AG, I believe it is time you scheduled a dinner date with Mr. Anthony Bourdain.
But what’s good about it? At least the salad didn’t have tons of pesticides in it. Just wash the bug off and be happy about it:)
If you’re that upset by bugs in your salad greens, it might also repulse you to know that your salad greens were sitting in dirt! For a really long time! In fact, your salad greens are MADE of dirt! Dirt and water.
;)
I used to be much more creeped out by certain bugs (especially moths and the weird flying grasshopper things we have in Texas, when they’d fly up against me, especially my face) until I started hanging out at my CSA farm, and the woman who runs the farm has such a wonderful relationship with the insects there (picks them up and shows them to her son, treats them with kindness, doesn’t ever kill them, even the fire ants) that it helped change my outlook.
I agree with everyone else – if it’s good for the bug, it’s good for you. But, I do have to admit that I have an irrational fear of bugs. So, when I buy my organic groceries, I make like Rachel Ray (ugh) and wash them before they go in the fridge. If I find a bug, I stiffle a mini-yelp, and call my husband over to pick it out for me. Hopefully, someday I can overcome my irrational fear. But, at least it doesn’t keep me from buying organic :)
ugh! bad memories all around- once i made myself a similar salad, and didn’t notice the (thankfully deceased) grasshopper until i was wondering why my croutonless salad was so crunchy.
i am still a little wary of the boxed lettuce.

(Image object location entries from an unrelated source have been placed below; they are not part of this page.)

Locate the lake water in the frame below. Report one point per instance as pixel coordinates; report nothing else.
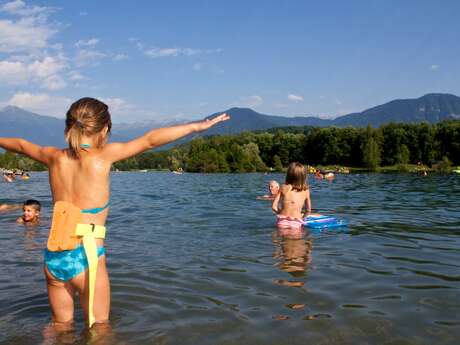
(196, 259)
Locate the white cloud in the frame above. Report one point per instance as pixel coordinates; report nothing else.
(24, 35)
(53, 83)
(76, 76)
(295, 98)
(161, 52)
(30, 32)
(118, 106)
(249, 102)
(19, 7)
(120, 57)
(43, 72)
(41, 103)
(87, 57)
(89, 43)
(157, 52)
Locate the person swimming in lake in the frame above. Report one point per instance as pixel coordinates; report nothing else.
(31, 212)
(294, 194)
(9, 177)
(273, 189)
(79, 178)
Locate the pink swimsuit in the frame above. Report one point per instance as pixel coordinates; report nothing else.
(288, 222)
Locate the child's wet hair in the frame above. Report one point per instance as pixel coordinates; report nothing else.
(87, 116)
(34, 203)
(297, 176)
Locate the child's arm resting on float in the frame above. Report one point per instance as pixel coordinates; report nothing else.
(276, 202)
(36, 152)
(307, 204)
(158, 137)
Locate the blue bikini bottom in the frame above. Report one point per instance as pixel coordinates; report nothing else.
(66, 264)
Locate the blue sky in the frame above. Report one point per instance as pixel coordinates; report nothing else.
(188, 59)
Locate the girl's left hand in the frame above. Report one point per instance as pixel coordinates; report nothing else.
(208, 123)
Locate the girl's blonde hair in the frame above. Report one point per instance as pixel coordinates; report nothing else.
(87, 116)
(297, 177)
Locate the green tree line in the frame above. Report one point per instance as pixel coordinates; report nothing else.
(388, 145)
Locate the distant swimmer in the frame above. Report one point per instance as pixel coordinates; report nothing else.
(9, 207)
(31, 212)
(9, 177)
(273, 189)
(25, 175)
(329, 176)
(318, 175)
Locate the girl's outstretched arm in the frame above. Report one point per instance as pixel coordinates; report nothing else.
(158, 137)
(36, 152)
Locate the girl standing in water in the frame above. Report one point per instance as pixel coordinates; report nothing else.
(79, 177)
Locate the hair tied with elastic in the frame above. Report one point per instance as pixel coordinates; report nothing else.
(79, 124)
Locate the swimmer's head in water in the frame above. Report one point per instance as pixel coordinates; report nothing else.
(87, 117)
(297, 176)
(31, 209)
(273, 187)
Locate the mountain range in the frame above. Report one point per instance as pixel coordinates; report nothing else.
(431, 108)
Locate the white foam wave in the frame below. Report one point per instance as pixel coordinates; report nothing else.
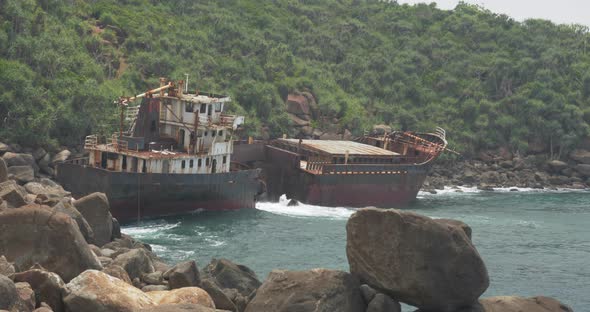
(304, 210)
(458, 190)
(146, 229)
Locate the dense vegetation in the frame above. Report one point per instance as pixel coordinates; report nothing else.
(489, 80)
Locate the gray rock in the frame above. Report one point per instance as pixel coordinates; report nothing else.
(136, 262)
(36, 234)
(184, 274)
(414, 259)
(39, 153)
(8, 294)
(383, 303)
(95, 209)
(12, 194)
(26, 297)
(6, 268)
(368, 293)
(64, 206)
(222, 301)
(22, 174)
(318, 290)
(149, 288)
(3, 171)
(118, 272)
(154, 278)
(227, 274)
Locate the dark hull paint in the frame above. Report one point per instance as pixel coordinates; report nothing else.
(143, 195)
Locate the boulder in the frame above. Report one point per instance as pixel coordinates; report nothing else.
(12, 194)
(61, 156)
(230, 275)
(96, 291)
(118, 272)
(95, 209)
(520, 304)
(65, 207)
(36, 234)
(3, 171)
(22, 174)
(581, 156)
(136, 262)
(184, 274)
(4, 148)
(557, 165)
(149, 288)
(193, 295)
(318, 290)
(8, 293)
(452, 222)
(180, 307)
(414, 259)
(26, 297)
(583, 169)
(221, 300)
(39, 153)
(6, 268)
(154, 278)
(383, 303)
(48, 286)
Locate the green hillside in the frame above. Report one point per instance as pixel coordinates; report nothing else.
(487, 79)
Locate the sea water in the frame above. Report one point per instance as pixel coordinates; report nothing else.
(533, 242)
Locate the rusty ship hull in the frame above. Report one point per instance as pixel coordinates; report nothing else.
(135, 196)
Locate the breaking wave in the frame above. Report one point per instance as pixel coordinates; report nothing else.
(304, 210)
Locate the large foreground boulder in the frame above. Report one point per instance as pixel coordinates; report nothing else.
(520, 304)
(184, 274)
(12, 194)
(136, 262)
(48, 287)
(194, 295)
(318, 290)
(230, 275)
(415, 259)
(96, 291)
(96, 210)
(36, 234)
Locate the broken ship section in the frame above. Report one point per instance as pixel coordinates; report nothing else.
(174, 158)
(385, 171)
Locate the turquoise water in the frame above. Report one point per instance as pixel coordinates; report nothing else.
(533, 243)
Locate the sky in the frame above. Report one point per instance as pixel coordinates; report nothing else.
(558, 11)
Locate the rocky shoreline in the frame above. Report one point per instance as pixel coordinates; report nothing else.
(60, 254)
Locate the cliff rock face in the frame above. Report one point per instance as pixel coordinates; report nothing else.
(415, 259)
(318, 290)
(37, 234)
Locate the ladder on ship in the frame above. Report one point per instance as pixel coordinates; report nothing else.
(131, 117)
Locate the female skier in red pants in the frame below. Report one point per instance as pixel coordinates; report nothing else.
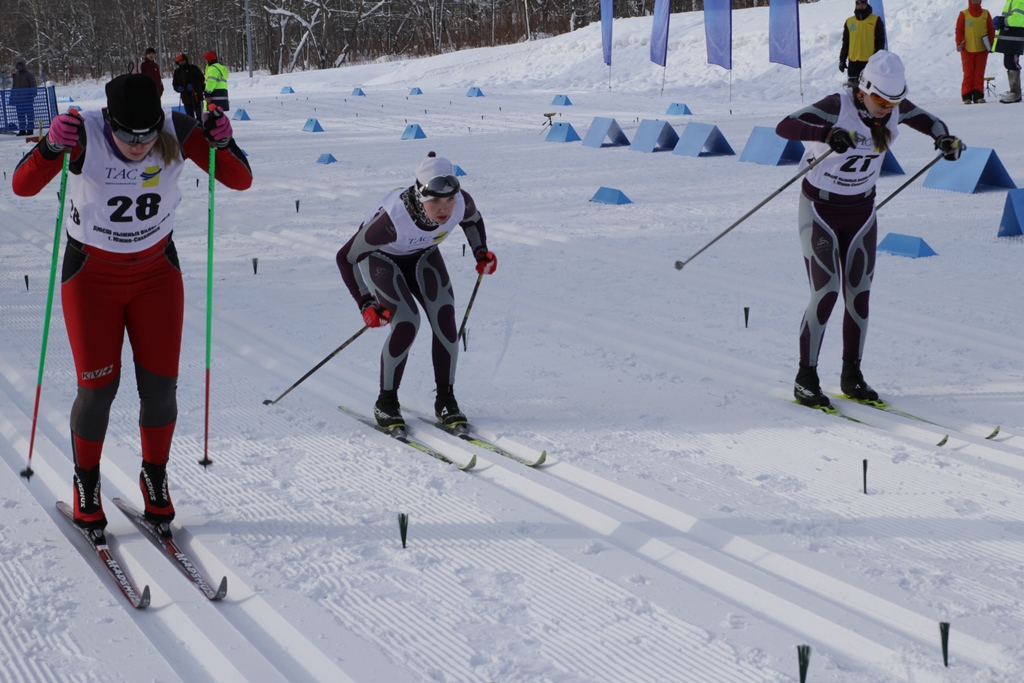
(121, 268)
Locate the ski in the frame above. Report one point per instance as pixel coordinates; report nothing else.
(466, 433)
(402, 436)
(883, 406)
(829, 410)
(180, 558)
(97, 539)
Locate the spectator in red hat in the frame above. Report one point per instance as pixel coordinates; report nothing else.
(216, 81)
(189, 84)
(150, 67)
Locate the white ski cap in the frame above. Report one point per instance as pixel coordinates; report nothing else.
(432, 167)
(435, 178)
(884, 75)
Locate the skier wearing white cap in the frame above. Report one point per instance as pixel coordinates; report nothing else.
(838, 226)
(393, 260)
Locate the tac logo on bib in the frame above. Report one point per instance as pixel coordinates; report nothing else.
(151, 176)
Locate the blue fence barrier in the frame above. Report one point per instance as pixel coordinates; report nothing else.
(27, 109)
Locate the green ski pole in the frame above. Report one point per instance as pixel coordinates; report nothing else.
(27, 472)
(206, 462)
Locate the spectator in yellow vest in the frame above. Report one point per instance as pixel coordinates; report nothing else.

Oh for god’s sake, pick the bug off, rinse the leaves, eat the darn salad, where do you think argula comes from, a sterile factory? Reminds me of a woman I saw in the greenmarket one day screaming for a policeman because she wanted a vendor arrested for picking up a potato that had rolled on the ground and putting it back in the bin – it now had “touched the ground” and was inedible according to her…
A few bugs and a little dirt never hurt anyone. In fact, evidence is quickly mounting that overly sanitized food can actually weaken you immune system and encourage allergies.
Of course, that’s not license to go out and dig into a cow-pie.
I’ve never really had any salad bug problems… and I buy almost exclusively organic. Celery on the other had, I’ve encountered several very plump, very much alive green catepillars.
Tim, that’s quite the leap of logic you’ve made.
In general organic food is food grown without synthetic pesticides, herbicides, fungicides, etc. in an ecologically sustainable manner. Specifically, Organic food must comply with a set of government regulations. Educate yourself:
http://afsic.nal.usda.gov/nal_display/index.php?info_center=2&tax_level=1&tax_subject=296
It is very precisely defined.
Adam, you just wasted some perfectly good Baby Arugula. Learn to expect a few bugs in organic produce. While you can control bugs organically, you can’t eliminate them completely. He was harmless anyway as long as you’re gentle. Don’t put it in your mouth though. I have it on good authority that they’re not good eats.
http://en.wikipedia.org/wiki/Shield_bug
I agree that it is better to eat a bug than to eat pesticide. The human body knows how to digest bugs, not bug spray.
I do love that the package says Pre-Washed
Ooh, Zingerman’s recipe mac’n’cheese is so good! I’ve had that before and it was incredible. That Ari sure knows his stuff.
I must be mistaken, I thought the comment about never eating salad again was a joke. But yes, when I grow vegetables in my garden I often find little critters in them when I’m washing them. Just gotta be careful and wash carefully.
Yes, yes Adam. Like everyone has said, living creatures in your food =organic. Just the other day I bought an “organic” chicken to roast, but there wasn’t a breathing organism anywhere on the thing! I took it straight back, found a nice roaster with a few earthworms and a praying mantis in the cavity, and had the best dinner of the year.